Rosa se masturbaba mucho. No en las primeras semanas después de su desaparición, durante las que estuvo más bien triste, sino a partir de cierto momento en el que pareció haber aceptado que María no volvería más. En uno de sus diálogos imaginarios con ella, María «se enteró» de que Rosa lo seguía amando, aunque ya no tenía ninguna esperanza de volver a verlo. Rosa le dijo que no lo creía capaz de matar a nadie, y él la abrazó en silencio y, sin soltarla, le contó que aquél día, cuando llegaron los Blinder, hizo exactamente lo que le dijo que iba a hacer: esperó a que los Blinder entraran, salió de su escondite en la cocina, abrió la puerta reja de calle y de pronto entendió que no tenía adónde ir, así que cerró la puerta, dejó la llave del lado de adentro, como si la hubiera arrojado desde afuera, y volvió a meterse en la casa.
—¿Por qué decís que no tenías adónde ir? —le preguntó Rosa—. ¿Y tu casa?
—Mi casa… Rosa, yo con ese capataz me llevaba mal. Nadie me hubiera creído que no lo maté… La policía me hubiera ido a buscar a mi casa y ahora estaría preso, quién sabe hasta cuándo. Prefiero toda la vida estar acá.
Silencio.
—Te quiero —le dijo Rosa, y se disolvió.
Se masturbaba pensando en él. Y él solía espiarla. Rosa se masturbaba en su cuarto o en el baño, entre las diez de la noche y la una de la mañana, casi a diario. (En una sola oportunidad María la sorprendió masturbándose a la hora de la cena, después de servirle a los Blinder un plato de sopa y hasta un momento antes de que la llamaran para que sirviera el plato principal).
La masturbación ocupaba buena parte del tiempo libre de Rosa, casi a la par de la televisión.

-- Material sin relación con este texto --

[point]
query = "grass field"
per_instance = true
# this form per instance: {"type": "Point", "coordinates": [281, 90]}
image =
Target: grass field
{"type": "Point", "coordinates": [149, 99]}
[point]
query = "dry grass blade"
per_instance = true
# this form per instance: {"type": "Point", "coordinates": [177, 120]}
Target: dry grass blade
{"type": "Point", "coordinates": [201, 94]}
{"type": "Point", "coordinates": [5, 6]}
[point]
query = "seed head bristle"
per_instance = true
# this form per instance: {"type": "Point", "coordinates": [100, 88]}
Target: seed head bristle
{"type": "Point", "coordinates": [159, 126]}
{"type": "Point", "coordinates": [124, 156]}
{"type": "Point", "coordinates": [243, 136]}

Podía estar una hora o dos acariciándose; a veces, incluso, empezaba en el baño, debajo de la ducha, y terminaba en el cuarto. María, inclinado sobre el ojo de la cerradura, se masturbaba con ella. Estaba fascinado con la gran variedad de técnicas y de utensilios que utilizaba Rosa. A veces se enjabonaba y se acariciaba hasta que la espuma adquiría la consistencia de una crema; entonces agarraba un envase de desodorante de punta redondeada, se acuclillaba en la bañera, abría la ducha y (María no alcanzaba a verlo, aunque no hacía falta) introducía la punta del envase entre sus piernas mientras el agua le golpeaba la espalda, enjuagándola. A veces se limitaba a sentarse encima del chorro del bidet, pero no desnuda sino vestida, con la bombacha en los tobillos y la pollera del uniforme apenas recogido, como si tuviera poco tiempo.

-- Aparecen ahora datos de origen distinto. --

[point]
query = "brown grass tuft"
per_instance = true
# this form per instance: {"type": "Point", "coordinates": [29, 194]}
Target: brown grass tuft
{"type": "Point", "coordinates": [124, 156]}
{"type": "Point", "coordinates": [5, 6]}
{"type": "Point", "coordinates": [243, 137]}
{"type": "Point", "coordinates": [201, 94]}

La impudicia de Rosa era algo que María tenía muy presente. Ya la primera vez que hicieron el amor, en aquel hotelito del Bajo, Rosa se había comportado de una forma absolutamente desconocida para él, con una libertad enorme, insólita. A lo largo de su vida María se había acostado con muchas putas (también tenía la experiencia de la virgen, por decirlo así), pero ninguna le había ofrecido la combinación de ardor y de inocencia que le ofrecía Rosa. Todo estaba permitido, desde la ternura hasta la lascivia y la degradación.

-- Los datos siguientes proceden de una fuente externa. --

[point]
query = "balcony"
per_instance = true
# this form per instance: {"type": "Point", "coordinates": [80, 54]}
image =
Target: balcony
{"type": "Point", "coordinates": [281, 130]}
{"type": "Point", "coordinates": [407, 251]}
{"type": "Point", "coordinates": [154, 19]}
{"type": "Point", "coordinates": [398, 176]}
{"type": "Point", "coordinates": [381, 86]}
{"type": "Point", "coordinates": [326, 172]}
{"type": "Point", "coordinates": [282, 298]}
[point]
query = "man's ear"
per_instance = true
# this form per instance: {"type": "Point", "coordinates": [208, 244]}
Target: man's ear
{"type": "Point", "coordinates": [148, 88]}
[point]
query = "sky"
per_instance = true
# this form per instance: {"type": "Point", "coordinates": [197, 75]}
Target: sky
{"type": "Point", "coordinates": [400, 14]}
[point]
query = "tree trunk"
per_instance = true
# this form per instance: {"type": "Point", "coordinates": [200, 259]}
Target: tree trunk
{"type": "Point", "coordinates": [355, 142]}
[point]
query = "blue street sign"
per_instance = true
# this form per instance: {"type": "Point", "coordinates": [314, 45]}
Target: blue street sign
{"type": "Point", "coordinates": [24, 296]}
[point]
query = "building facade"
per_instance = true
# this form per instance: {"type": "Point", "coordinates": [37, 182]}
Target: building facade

Rosa era tan feliz que por momentos resultaba desconcertante. Solía hacer chistes, como si el sexo fuera más que nada un juego; le hacía chocar los testículos con un dedo, le agarraba el miembro y lo movía hacia adelante y hacia atrás como si se tratara de la palanca de cambios de un auto, e incluso emitiendo un sonido de motor con la boca. Y se reía como una idiota (adorable) cuando María la sujetaba de la muñeca y le dirigía una mirada fulminante.
No le extrañaba que Rosa se masturbara con esa frecuencia. Lo que le resultaba extraño era que a veces llegaban juntos al orgasmo, cada cual a un lado de la puerta. Entonces María se apartaba rápidamente de allí, con la palma de una mano hacia arriba, ahuecada. Un instante después Rosa salía del baño, entraba a su cuarto y se ponía a mirar televisión. María se limpiaba la mano en la parte de abajo del colchón y se quedaba largo rato pensando en ella. Era eso o la cárcel. No había mucho que pensar.